Happy New Year! 2021 was brutal for me, especially at the end and I missed for the first year in many, many years, doing my New Year’s resolution planning. (Imagine my surprise when looking at my analytics to see my Dreammaker Challenge coming up at the top of my analytics this last week!) My husband and I had all last week off and spent a lot of it reflecting and kind of discussing goals but nothing like my normal planning. So I will be working on that this month. (Better late than never.) As part of that process, I have been really reflecting on what I want in life and where I’m going.

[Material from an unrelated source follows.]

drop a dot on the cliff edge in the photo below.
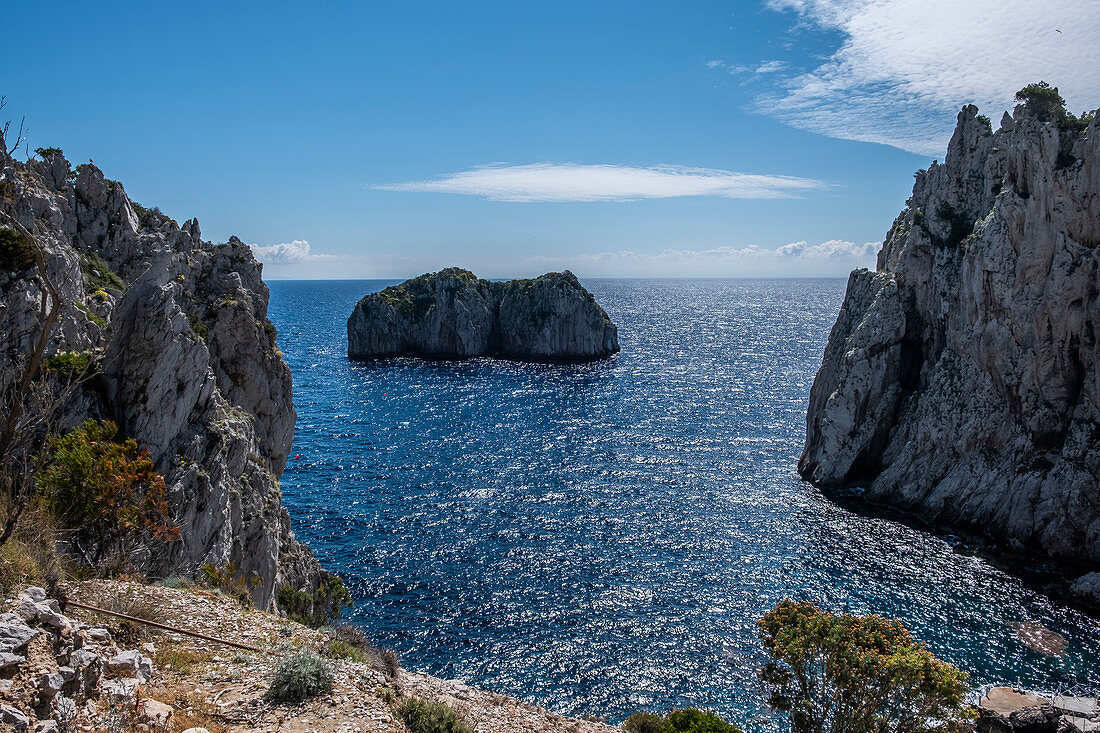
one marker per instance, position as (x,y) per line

Heidi Angell January Update
I think part of my struggle is that I have sort of been in an existential crisis of sorts since 2019. My career goals are hard to set because since 2019 I have been torn on where I’m going. As for personal goals, my health has been a top priority but despite joining several health and wellness programs, that continues to decline. As a couple, my husband and I have already achieved a lot of our “dreams” and are trying to figure out our next 5, 10, 15 year vision. It is really hard to set goals when you don’t know what you want that big picture to look like.
And that is a perfect segue into this month’s IWSG prompt.
January #IWSG Prompt
For those not familiar with the Insecure Writers Support group, here’s a quick recap:
Purpose: To share and encourage. Writers can express doubts and concerns without fear of appearing foolish or weak. Those who have been through the fire can offer assistance and guidance. It’s a safe haven for insecure writers of all kinds!

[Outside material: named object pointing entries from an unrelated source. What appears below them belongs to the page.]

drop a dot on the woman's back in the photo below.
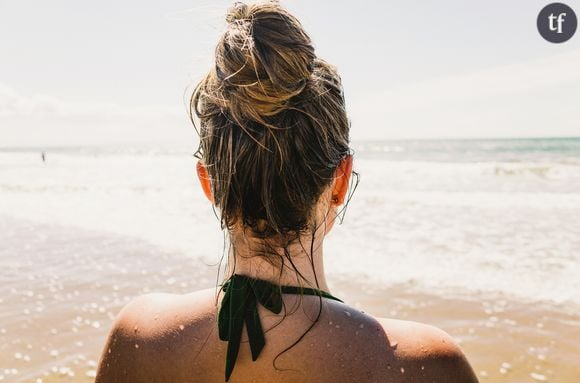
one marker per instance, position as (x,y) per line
(276,165)
(173,338)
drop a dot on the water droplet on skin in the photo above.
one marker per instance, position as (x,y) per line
(538,377)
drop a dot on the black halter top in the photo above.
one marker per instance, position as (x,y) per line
(239,306)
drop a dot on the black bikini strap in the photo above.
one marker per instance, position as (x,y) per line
(239,305)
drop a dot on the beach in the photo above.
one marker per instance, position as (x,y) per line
(477,237)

Posting: The first Wednesday of every month is officially Insecure Writer’s Support Group day. Post your thoughts on your own blog. Talk about your doubts and the fears you have conquered. Discuss your struggles and triumphs. Offer a word of encouragement for others who are struggling. Visit others in the group and connect with your fellow writer – aim for a dozen new people each time – and return comments. This group is all about connecting!
Be sure to link to this page and display the badge in your post. And please be sure your avatar links back to your blog! Our Twitter handle is @TheIWSG and hashtag is #IWSG.
Let’s rock the neurotic writing world!
This month’s optional question:
What’s the one thing about your writing career you regret the most? Were you able to overcome it?
I think most of you know my greatest regret is wrapped up in OWS Ink, but I really reflected on this hard last week as part of my trying to figure out what I am doing with life in general. My regret was definitely not in joining OWS because I really needed to be part of a collective at that time. I think I would’ve hit burnout and walked away from the writing world far earlier if I had continued plugging along on my own. There were other things in my personal life causing chaos and without people who needed me to show up, I probably would’ve walked away a lot sooner. My frustration definitely is around how it all collapsed and where that left me. I still have not recovered and part of that recovery is tied to that existential crisis I mentioned above.
Last week I watched in 20 books to 50K as author after author posted their 2021 wins and goals for 2022. There is a part of me that resented so many posting over 100K incomes with only 3-5 years experience and another part of me that wanted to slap myself for those negative feelings. Even in my hay day, I never broke through the 6 figure barrier, and now I cannot even manage to re-release all my books and courses, let alone do the kind of rapid release that some of these people are doing.
And with those negative feelings in place, I struggle to commit to re-releasing my courses. Especially as more and more authors are also offering courses.
As I continue to try to land a good job in marketing, I find myself questioning my marketing skills. I am currently working in sales and know this is not a career path for me, but I feel stuck and don’t know where else to turn.
Hence the existential crisis.
So I guess the short answer to the “have you recovered from it” is…. not yet.
But I will keep soul searching and keep working towards goals. I am taking my time with plotting my future because I cannot keep in this stuck holding pattern. This overachiever is feeling very broken from not being able to achieve anything this last year and of course, that is a vicious cycle that I do not want to repeat for 2022.